Debate in Greek Parliament reaches its peak as lawmakers get ready to vote the omnibus austerity bill of €5.4 billion, the last prerequisite in order to conclude the Program Review and reach a deal at the Eurogroup on May 24th.
Keys points of argument between the coalition government SYRIZA -ANEL and the opposition are the indirect tax of €1.8 billion, the new Privatization Super-Fund, increases in unified property tax (ENFIA), the retrospective return of “poverty allowance” (EKAS) by 70,000 low-pensioners – just to name a few.
In fact, the opposition opposes all measures in the omnibus bill package, even the creation of the Privatization Fund, although the New Democracy-PASOK government 2012-2014 has established the first privatization fund TAIPED.
However, problems arose also among the government, as nationalist junior partner and Defense Minister Panos Kammenos (Independent Greeks) declared that his party will not vote for the amendment to “freeze promotion and wage increases for the special payrolls” (mainly Greek Armed Forces, police, coastguard, firefighters, but also judges and doctors) scheduled 1.1.2017-31.12.2018, unless…
…there is a government commitment to implement the recent decision of State Council to restore the wages for Armed Forces at the level of 2012 plus the retrospective payment for the wage losses.
Retrospective payments for at least 4 years? That’s something the Greek government can hardly do, the moment it does not even pay back tax-breaks for employees and pensioners even if the amount is just 50 euro. The government has agreed to pay half of the total amount estimated to be 300 million euro and thus in several installments. For example, a colonel will have to wait for a retrospective payment of €7.728 since 1. August 2012. The special payrolls affect in total some 250.000 people.
Kammenos’ threats ended in the government to seek last minute “equivalent measures” worth €118million in order to ‘save’ the special payrolls. For this purpose, PM Tsipras ordered his cabinet ministers on Saturday night to submit proposals in order to replace the special payrolls loss with equivalent austerity measures.
UPDATE: Sunday afternoon, Deputy Finance Minister Nikos Chouliarakis announced that the government will have time until 31. December 2016 to find equivalent measures to avoid freezing of promotion and wage increase for the special payrolls.
the government does not exactly scrap the amendment, it only gives time to itself to find measures to avoid implementing the amendment.
In politics, giving a small gift goes hand in hand with having to give another present.
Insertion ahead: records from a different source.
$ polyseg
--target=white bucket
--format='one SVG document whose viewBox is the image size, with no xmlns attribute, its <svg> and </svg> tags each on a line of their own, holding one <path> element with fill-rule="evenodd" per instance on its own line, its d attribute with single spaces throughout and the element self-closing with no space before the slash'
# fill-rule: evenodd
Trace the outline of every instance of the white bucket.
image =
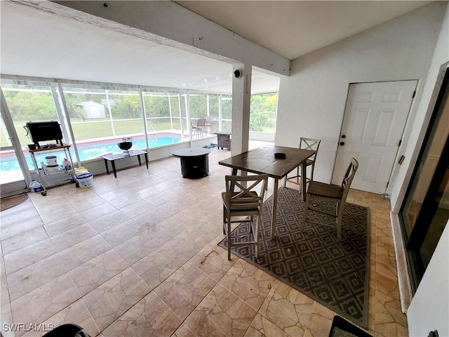
<svg viewBox="0 0 449 337">
<path fill-rule="evenodd" d="M 80 187 L 90 187 L 93 185 L 93 175 L 92 173 L 84 173 L 76 176 L 76 181 Z"/>
<path fill-rule="evenodd" d="M 56 156 L 47 156 L 45 157 L 45 160 L 47 161 L 47 166 L 58 166 L 58 160 Z"/>
</svg>

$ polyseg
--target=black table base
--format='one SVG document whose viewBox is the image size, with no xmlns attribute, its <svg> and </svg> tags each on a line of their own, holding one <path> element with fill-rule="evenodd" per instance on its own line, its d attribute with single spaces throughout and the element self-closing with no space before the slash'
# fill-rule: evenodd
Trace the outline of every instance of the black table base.
<svg viewBox="0 0 449 337">
<path fill-rule="evenodd" d="M 209 175 L 208 154 L 182 157 L 181 173 L 183 178 L 203 178 Z"/>
</svg>

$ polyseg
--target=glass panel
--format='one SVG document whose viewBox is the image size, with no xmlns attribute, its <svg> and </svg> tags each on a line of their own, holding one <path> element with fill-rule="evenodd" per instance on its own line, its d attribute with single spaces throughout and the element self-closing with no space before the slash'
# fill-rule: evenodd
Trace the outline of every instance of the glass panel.
<svg viewBox="0 0 449 337">
<path fill-rule="evenodd" d="M 220 131 L 232 128 L 232 96 L 222 96 L 222 128 Z"/>
<path fill-rule="evenodd" d="M 157 147 L 180 141 L 180 96 L 173 93 L 144 92 L 143 100 L 148 147 Z M 181 103 L 182 100 L 181 98 Z"/>
<path fill-rule="evenodd" d="M 421 256 L 426 267 L 435 251 L 436 244 L 449 219 L 449 168 L 445 171 L 435 202 L 438 203 L 438 206 L 421 247 Z"/>
<path fill-rule="evenodd" d="M 1 88 L 15 132 L 19 138 L 19 143 L 27 160 L 28 168 L 34 170 L 34 165 L 26 147 L 27 145 L 32 143 L 32 141 L 24 126 L 27 121 L 58 121 L 61 124 L 55 106 L 50 84 L 2 79 Z M 4 138 L 2 138 L 1 146 L 4 146 L 4 144 L 6 144 L 4 142 Z M 45 145 L 51 143 L 55 141 L 39 142 L 39 144 Z M 8 145 L 11 145 L 9 140 L 8 140 Z M 11 151 L 11 152 L 8 154 L 2 154 L 2 157 L 5 156 L 4 161 L 2 162 L 2 166 L 4 164 L 4 169 L 6 170 L 6 168 L 8 168 L 8 169 L 15 168 L 13 170 L 20 169 L 15 154 L 13 150 Z"/>
<path fill-rule="evenodd" d="M 277 93 L 251 95 L 250 131 L 274 133 Z"/>
<path fill-rule="evenodd" d="M 443 148 L 448 140 L 449 133 L 449 103 L 448 94 L 445 95 L 445 100 L 442 103 L 445 107 L 441 110 L 435 120 L 435 123 L 430 134 L 430 137 L 426 145 L 415 176 L 412 188 L 408 193 L 405 206 L 402 211 L 404 227 L 407 235 L 410 235 L 416 225 L 417 216 L 422 206 L 424 198 L 427 193 L 429 186 L 434 177 L 435 168 L 441 157 Z M 431 216 L 430 214 L 429 216 Z"/>
<path fill-rule="evenodd" d="M 138 92 L 81 84 L 62 86 L 80 160 L 121 152 L 117 143 L 123 138 L 132 138 L 133 150 L 147 148 Z"/>
<path fill-rule="evenodd" d="M 20 169 L 19 161 L 17 160 L 15 152 L 11 147 L 11 142 L 1 114 L 0 114 L 0 128 L 1 128 L 0 134 L 0 184 L 22 180 L 24 179 L 23 173 Z"/>
</svg>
Apparently fearing strong reactions by the non-privileged Greeks of this two-class society of public and private sector, Prime Minister Alexis Tsipras will allegedly announce later today that 70,000 low-pensioners will not have to retrospectively return the poverty allowance (EKAS) they have received for the last 5 months..
Of course, also here, the government will need to seek “equivalent austerity measures” to fill the gap in the €5.4-billion bill. I cannot tell you the amount, but if the average EKAS is €100 per month x 70,000 beneficiaries x 5 months = Please, proceed with the calculation.
So far, there have been no media reports on how the SYRIZA-ANEL government will fill the fiscal gaps.
The speeches to be delivered by the political leaders are expected in early afternoon, the voting to start at 6 p.m.
Outside the Parliament, unionists of public and private sector ADEDY and GSEE as well as of the Communist party KKE will have gathered to raise their voices against the multi-bill.
Too bad, that workers at all public transport in Athens are on strike today and will not be able to provide transportation service to protesters. For this reason, ADEDY will offer bus service from 10 suburbs in Athens to/from Syntagma square. Public transport workers will join the protest outside the Parliament as well.
Protest or not, the hazardous ombibus bill is expected to be voted by the 153 coalition government lawmakers.
The rest is another bailout history.